John Pizzarelli, “Baubles, Bangles and Beads”
Guitarist and singer John Pizzarelli didn’t have to travel far, aesthetically, to make his new album, Sinatra & Jobim @ 50. Due on Concord Jazz on July 28, it celebrates two of his dearest influences, Frank Sinatra and Antonio Carlos Jobim — by offering a repertory tribute to the eponymous album they made together half a century ago.
On most tracks he collaborates with Jobim’s grandson, Daniel Jobim; the rhythm section features a pair of cosmopolitan Brazilians, drummer Duduka Da Fonseca and pianist Helio Alves. The lead single, “Baubles, Bangles & Beads,” is one of the pop standards that Sinatra included on the original album, and among other things, it confirms that in vocal terms, Pizzarelli will always be more of a Jobim.
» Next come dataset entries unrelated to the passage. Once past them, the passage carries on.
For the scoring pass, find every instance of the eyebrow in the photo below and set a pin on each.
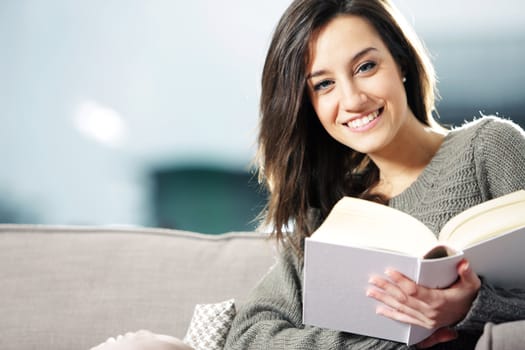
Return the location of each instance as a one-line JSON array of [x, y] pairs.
[[355, 58]]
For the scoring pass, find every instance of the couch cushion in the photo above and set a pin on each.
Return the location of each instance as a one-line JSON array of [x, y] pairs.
[[73, 287]]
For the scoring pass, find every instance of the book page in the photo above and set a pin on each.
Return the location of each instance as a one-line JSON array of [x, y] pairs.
[[362, 223], [489, 219]]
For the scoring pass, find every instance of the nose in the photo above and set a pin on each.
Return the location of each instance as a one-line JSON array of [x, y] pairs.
[[351, 97]]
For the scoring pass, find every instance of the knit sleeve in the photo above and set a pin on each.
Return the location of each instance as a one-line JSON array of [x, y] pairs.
[[500, 157], [272, 317]]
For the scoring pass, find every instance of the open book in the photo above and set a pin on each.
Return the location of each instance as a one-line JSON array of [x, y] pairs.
[[360, 238]]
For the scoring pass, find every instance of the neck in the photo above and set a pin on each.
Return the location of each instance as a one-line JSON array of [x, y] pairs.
[[402, 163]]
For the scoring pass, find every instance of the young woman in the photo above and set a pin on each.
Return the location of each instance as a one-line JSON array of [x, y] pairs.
[[346, 110]]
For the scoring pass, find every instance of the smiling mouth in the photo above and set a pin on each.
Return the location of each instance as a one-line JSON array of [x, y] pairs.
[[367, 119]]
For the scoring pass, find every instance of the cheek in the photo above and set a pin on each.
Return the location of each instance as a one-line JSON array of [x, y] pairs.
[[326, 111]]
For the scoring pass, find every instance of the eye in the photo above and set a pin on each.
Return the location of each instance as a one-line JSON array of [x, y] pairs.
[[366, 67], [322, 85]]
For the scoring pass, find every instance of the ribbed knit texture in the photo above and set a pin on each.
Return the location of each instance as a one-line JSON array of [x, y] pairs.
[[483, 159]]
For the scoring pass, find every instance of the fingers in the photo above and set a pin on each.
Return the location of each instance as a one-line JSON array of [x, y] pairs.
[[442, 335], [405, 301], [467, 276], [397, 303]]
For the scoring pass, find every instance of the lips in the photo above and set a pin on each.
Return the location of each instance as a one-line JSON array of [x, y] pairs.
[[361, 122]]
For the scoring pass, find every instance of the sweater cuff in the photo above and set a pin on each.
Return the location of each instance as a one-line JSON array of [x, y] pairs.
[[480, 310]]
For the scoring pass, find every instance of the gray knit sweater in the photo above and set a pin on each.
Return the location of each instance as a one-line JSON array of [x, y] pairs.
[[481, 160]]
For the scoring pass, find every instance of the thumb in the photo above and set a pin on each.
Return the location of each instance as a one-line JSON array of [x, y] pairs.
[[467, 275]]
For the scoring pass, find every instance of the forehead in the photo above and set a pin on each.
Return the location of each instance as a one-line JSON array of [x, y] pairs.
[[343, 35]]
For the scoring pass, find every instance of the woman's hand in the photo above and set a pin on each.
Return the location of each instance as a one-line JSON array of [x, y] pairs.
[[143, 340], [405, 301]]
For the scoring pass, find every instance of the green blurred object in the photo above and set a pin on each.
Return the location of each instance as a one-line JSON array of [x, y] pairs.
[[206, 199]]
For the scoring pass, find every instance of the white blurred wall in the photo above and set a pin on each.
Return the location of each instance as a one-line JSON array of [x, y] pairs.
[[95, 93]]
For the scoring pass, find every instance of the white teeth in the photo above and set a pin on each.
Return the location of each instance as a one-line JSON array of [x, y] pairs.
[[357, 123]]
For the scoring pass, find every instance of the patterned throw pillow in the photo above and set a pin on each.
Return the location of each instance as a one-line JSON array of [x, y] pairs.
[[209, 325]]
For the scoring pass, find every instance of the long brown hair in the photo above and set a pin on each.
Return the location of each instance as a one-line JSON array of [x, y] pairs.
[[304, 168]]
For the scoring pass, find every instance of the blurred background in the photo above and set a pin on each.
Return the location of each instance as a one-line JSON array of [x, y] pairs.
[[135, 112]]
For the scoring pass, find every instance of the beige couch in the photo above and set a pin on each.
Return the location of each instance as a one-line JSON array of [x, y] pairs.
[[73, 287]]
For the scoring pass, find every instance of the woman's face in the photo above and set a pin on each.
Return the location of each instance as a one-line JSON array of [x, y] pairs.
[[355, 86]]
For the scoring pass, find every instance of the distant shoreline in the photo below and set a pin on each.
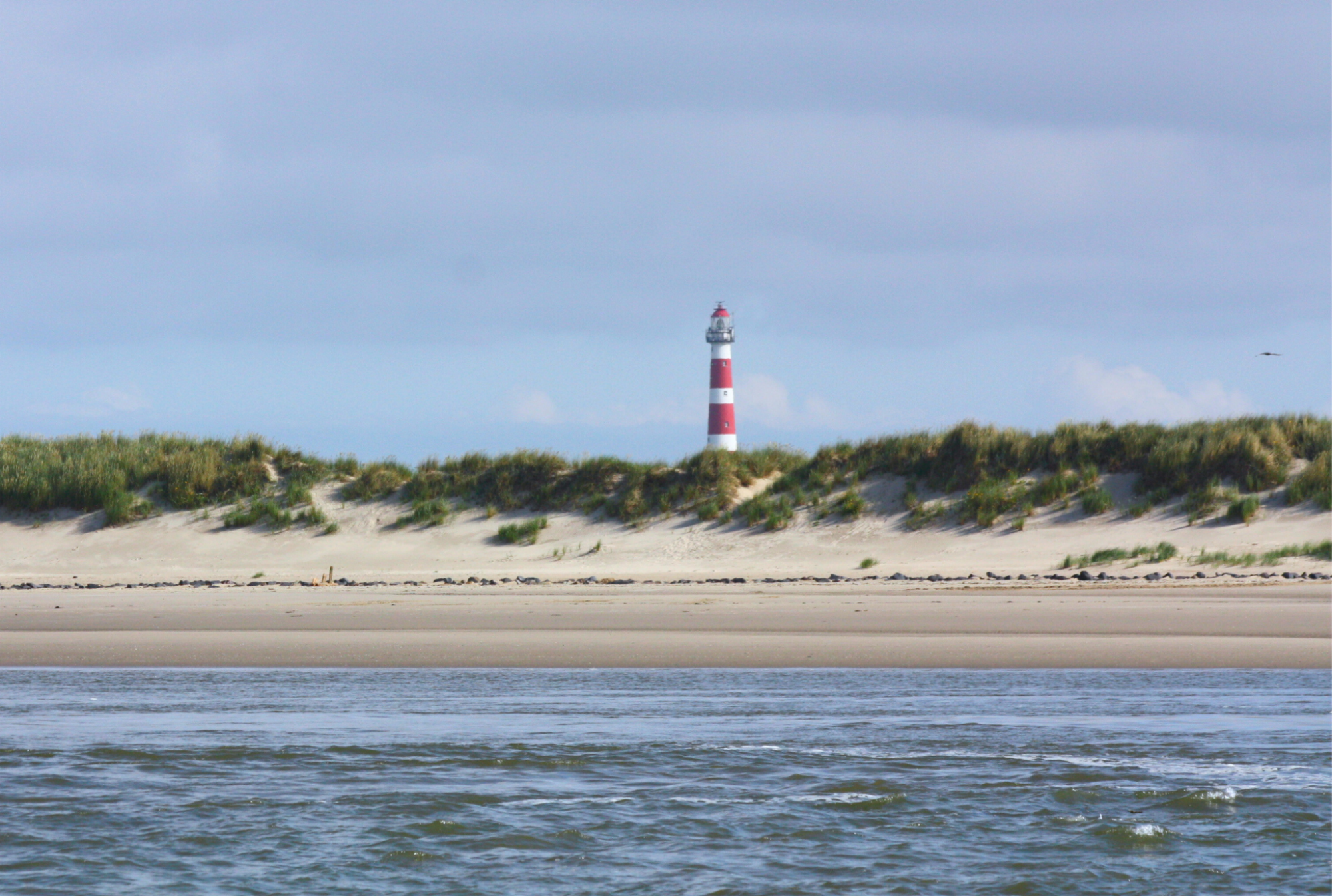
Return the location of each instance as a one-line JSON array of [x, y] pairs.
[[866, 625]]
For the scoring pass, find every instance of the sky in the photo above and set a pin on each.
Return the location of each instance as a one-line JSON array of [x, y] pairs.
[[427, 228]]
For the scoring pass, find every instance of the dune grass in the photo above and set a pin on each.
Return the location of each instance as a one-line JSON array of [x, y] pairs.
[[524, 533], [1158, 553], [1000, 471], [434, 512], [1318, 551], [1243, 511]]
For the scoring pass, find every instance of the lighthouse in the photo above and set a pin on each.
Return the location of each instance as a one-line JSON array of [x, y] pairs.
[[721, 399]]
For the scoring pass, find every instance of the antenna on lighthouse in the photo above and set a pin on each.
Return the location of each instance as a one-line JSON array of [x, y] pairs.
[[721, 399]]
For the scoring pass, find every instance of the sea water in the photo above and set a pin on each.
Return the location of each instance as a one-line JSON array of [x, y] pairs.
[[664, 782]]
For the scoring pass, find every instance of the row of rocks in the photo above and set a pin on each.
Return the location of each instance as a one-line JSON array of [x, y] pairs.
[[592, 580]]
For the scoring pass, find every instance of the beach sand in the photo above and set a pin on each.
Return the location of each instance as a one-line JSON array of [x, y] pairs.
[[849, 625], [1195, 624]]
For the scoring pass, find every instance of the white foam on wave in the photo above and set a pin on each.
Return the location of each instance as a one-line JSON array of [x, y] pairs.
[[1239, 776], [838, 798]]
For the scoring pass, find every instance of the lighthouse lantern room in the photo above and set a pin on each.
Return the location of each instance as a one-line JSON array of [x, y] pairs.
[[721, 401]]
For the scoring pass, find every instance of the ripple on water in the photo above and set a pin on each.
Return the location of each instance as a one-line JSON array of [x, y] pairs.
[[664, 782]]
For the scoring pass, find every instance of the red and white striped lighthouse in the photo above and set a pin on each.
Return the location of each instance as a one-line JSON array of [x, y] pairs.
[[721, 399]]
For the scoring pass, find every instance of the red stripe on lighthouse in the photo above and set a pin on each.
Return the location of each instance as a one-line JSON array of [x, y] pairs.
[[721, 420], [721, 408], [721, 373]]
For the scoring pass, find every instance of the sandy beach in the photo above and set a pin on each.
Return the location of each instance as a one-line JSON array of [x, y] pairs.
[[852, 625]]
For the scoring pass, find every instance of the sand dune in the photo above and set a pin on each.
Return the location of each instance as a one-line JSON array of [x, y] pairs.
[[188, 547]]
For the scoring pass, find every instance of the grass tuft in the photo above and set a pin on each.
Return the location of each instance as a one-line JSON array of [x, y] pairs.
[[1158, 553], [260, 511], [378, 480], [524, 533]]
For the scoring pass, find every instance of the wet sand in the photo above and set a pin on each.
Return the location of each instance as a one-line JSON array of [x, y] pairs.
[[643, 626]]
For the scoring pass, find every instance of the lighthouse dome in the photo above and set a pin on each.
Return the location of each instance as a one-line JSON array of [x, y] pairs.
[[721, 328]]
Mat Maneri / Evan Parker / Lucian Ban, “Paralex”
There’s a strong history of deep-focus duologue between violist Mat Maneri and pianist Lucian Ban, notably documented on a 2013 album Transylvanian Concert. For Sounding Tears, due out on Friday on the Clean Feed label, they brought in an equal partner, the eminent British saxophonist Evan Parker. The album includes original compositions by Maneri and Parker, along with spontaneous inventions, in virtually every possible configuration: trio, duo, solo.
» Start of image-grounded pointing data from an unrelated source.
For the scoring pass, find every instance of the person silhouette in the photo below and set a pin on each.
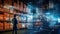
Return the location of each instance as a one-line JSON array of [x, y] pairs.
[[15, 22]]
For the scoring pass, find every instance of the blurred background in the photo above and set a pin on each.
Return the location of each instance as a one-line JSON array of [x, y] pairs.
[[34, 16]]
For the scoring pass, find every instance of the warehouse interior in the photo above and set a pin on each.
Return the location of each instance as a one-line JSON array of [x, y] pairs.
[[34, 16]]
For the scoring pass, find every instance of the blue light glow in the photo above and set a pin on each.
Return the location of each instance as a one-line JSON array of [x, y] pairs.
[[59, 20]]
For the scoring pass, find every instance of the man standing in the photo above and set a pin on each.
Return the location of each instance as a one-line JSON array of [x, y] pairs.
[[15, 22]]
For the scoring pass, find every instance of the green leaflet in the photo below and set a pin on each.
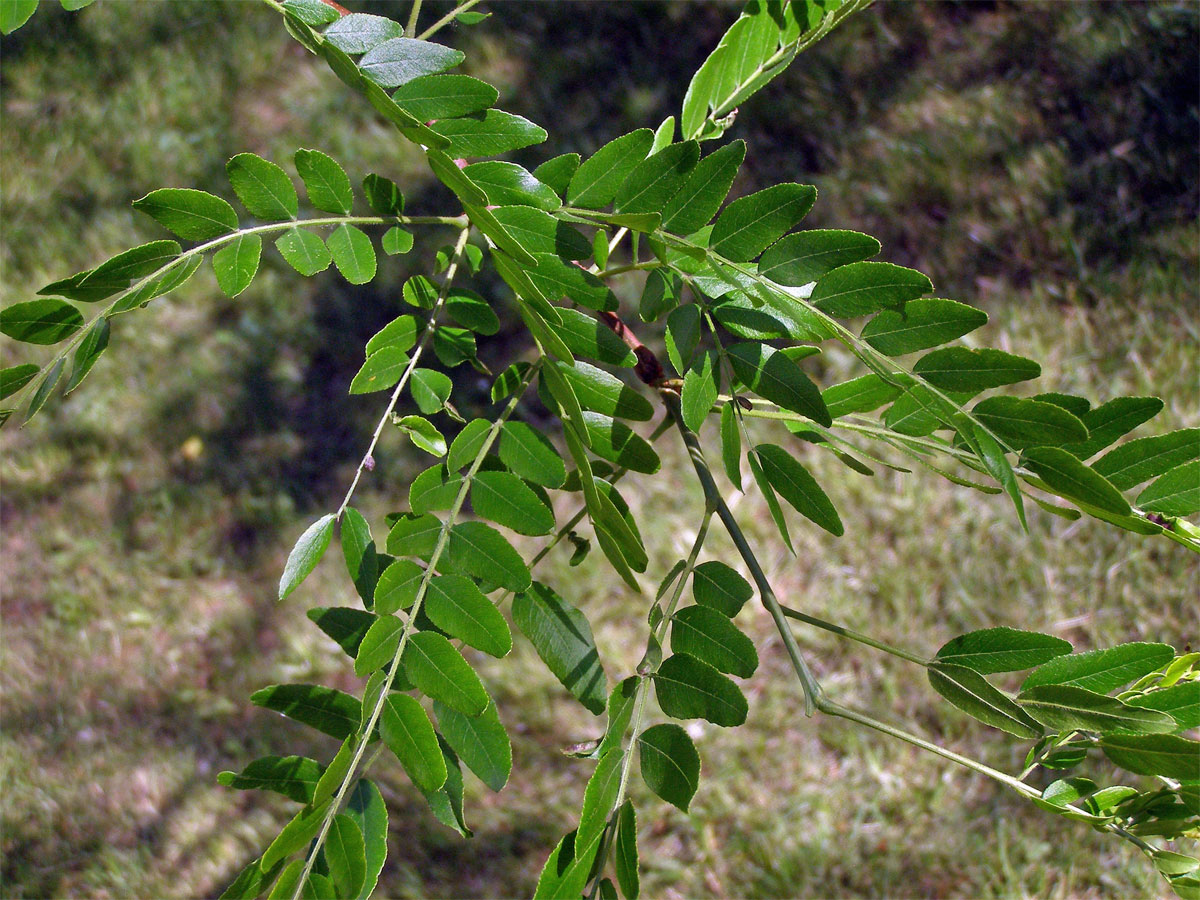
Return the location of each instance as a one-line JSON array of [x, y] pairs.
[[306, 553], [358, 33], [1165, 755], [1113, 420], [1062, 707], [541, 233], [588, 337], [441, 672], [353, 253], [346, 856], [690, 689], [457, 606], [378, 645], [617, 443], [192, 215], [1180, 701], [563, 639], [557, 173], [433, 490], [294, 777], [45, 321], [424, 435], [508, 184], [529, 454], [750, 225], [263, 187], [1176, 493], [923, 323], [802, 258], [1001, 649], [237, 263], [1072, 479], [327, 709], [370, 813], [468, 443], [971, 693], [603, 393], [600, 796], [670, 763], [407, 731], [396, 588], [345, 624], [557, 279], [958, 369], [858, 395], [383, 196], [487, 133], [711, 637], [444, 96], [701, 388], [657, 179], [505, 499], [1141, 460], [863, 288], [430, 389], [705, 190], [774, 377], [297, 833], [480, 742], [1023, 423], [304, 251], [481, 552], [1102, 670], [328, 185], [400, 334], [595, 183], [719, 587], [402, 59], [793, 483], [13, 378]]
“Paralex” is an example of the threesome in a profound state of mind-meld, creating a delicate and emotionally ravishing piece of music with no structure other than the one that reveals itself in the moment at hand.
Charnett Moffett, “Freedom Swing”
For bassist Charnett Moffett, “freedom” is a term with multiple valences. On his super-dynamic new album, Music From Our Soul, the ideal of freedom manifests in spiritual as well as musical terms, always with an air of transcendent purpose. Consider “Freedom Swing,” a piece willed into being on the bandstand at Jazz Alley in Seattle, Washington.
After a horizon-scanning prelude, Pharoah Sanders brings an incandescent heat on tenor saxophone, while Stanley Jordan sends out a fusillade of notes on guitar. Jeff “Tain” Watts churns and gnashes at the drums. The breakneck swing tempo underscores an urgent incantation; be sure to catch what happens about two-and-a-half minutes in, when Moffett happens upon the “Acknowledgment” theme from John Coltrane’s A Love Supreme.